- 2025-6-24
- 匠
「東京ビジネスデザインアワード」での最優秀賞受賞がきっかけ
1964年創業の株式会社扶桑は、葛飾区で転写シールの製造および販売を行っている企業です。転写シールとは、対象物に図柄などのプリント加工を施すための加工方法の一つで、印刷の難しい素材や場所にデザインだけを貼り付けてダイレクトプリントしたように見せることができるものです。今回は同社の転写シール「irodo」を紹介します。
「irodo」は2017年度の「東京ビジネスデザインアワード」で最優秀賞を受賞したことをきっかけに商品化をスタートさせた、同社初のBtoC向け製品です。
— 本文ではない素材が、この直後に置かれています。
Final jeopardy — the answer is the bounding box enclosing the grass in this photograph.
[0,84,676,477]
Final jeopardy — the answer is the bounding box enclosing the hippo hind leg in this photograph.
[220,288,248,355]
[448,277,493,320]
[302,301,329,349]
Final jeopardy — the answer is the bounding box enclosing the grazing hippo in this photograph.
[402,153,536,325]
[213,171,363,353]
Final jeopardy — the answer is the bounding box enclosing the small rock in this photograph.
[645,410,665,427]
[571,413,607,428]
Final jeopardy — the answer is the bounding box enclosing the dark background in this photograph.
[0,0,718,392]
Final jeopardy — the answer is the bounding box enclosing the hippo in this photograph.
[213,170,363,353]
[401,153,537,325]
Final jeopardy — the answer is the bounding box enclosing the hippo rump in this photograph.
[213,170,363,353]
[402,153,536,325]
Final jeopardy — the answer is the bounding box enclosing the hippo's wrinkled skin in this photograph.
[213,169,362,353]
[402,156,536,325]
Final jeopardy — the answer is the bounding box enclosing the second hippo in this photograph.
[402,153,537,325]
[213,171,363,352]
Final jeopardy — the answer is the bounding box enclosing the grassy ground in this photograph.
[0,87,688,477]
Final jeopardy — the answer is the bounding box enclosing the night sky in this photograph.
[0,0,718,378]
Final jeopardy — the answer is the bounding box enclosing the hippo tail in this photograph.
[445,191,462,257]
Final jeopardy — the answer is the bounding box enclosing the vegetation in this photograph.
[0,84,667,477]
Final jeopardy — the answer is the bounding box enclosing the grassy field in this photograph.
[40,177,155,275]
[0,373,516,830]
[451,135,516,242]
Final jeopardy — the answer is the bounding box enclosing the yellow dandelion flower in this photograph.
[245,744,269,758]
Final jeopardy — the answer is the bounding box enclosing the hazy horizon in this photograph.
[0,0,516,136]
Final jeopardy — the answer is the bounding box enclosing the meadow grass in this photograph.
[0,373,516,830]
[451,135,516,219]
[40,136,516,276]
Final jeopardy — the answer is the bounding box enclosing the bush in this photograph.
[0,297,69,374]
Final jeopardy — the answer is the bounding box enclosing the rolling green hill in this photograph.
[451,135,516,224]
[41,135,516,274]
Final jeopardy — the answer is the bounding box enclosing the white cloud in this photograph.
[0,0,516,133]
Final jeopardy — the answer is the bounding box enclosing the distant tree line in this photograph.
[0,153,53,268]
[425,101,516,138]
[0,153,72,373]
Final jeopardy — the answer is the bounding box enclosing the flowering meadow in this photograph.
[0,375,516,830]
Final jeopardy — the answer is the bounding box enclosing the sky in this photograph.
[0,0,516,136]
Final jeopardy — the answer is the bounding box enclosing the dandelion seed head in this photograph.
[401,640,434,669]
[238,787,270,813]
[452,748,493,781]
デザインは、ドット・記号・アルファベットなどシンプルなものが多いですが、綿、麻、革、化繊、合繊など様々な素材に貼れ、貼った仕上がりの馴染みが良く、凹凸がないのが特徴です。また、従来のアイロンシールと異なりアイロンが不要なことから、年齢を問わず誰でも楽しむことができます。
使い方は簡単で、ハサミでシートをカットし裏側のフィルムを剥がして生地の上に乗せ、10円硬貨などで擦ると、シート側についていた図柄が布に移ります。新入学のシーズンには園児や児童の持ち物の目印や、文房具のデコレーションに使用されたりします。
社内に蓄積されていた技術をベースに開発
「irodo」の開発においては、原料の調合や印刷方式の組み合わせなど社内に蓄積されていた技術をベースに、布により馴染みやすく貼れるようにしたり、耐久性を増すための改良などに取り組まれたとのことです。
そのように苦労して開発した製品は、発売当初は多くのメディアに取り上げられ、国内で約500店舗の量販店で取り扱われる中で、年間で100万枚以上売れた時期もあったとのことです。
発売当初は市場で唯一の製品でしたが、他社から類似製品も出てきました。OEM品として既に製造していたこともあり、特許を取得しなかったためですが、特許取得より商標取得やブランド認知度をあげるためにお金を使う方針で進めたとのことです。「私たちの製品を作りたい」という強い思いから生まれた商品と言えます。
コロナ禍の影響は大きく受け、大口商談が流れるという大きな痛手を被る一方で、マスクのデコレーションで使用するという特需が出て、自社製品のため粗利はOEM品と比べると高いことから、経営的には助けられたとのことです。
現在でもニッチながら底堅い需要はあり、推し活のドール服のデコレーションで使っている人もいれば、鞄メーカーのノベルティで採用されたこともあり、“商品があることでユーザーが勝手に用途を考えてくれる”ため、特定の層に刺されば一気に需要が広がる可能性もあるとのことです。
「irodo」は同社の事業の幅を広げつつ、経営を下支えしている「匠の一品」です。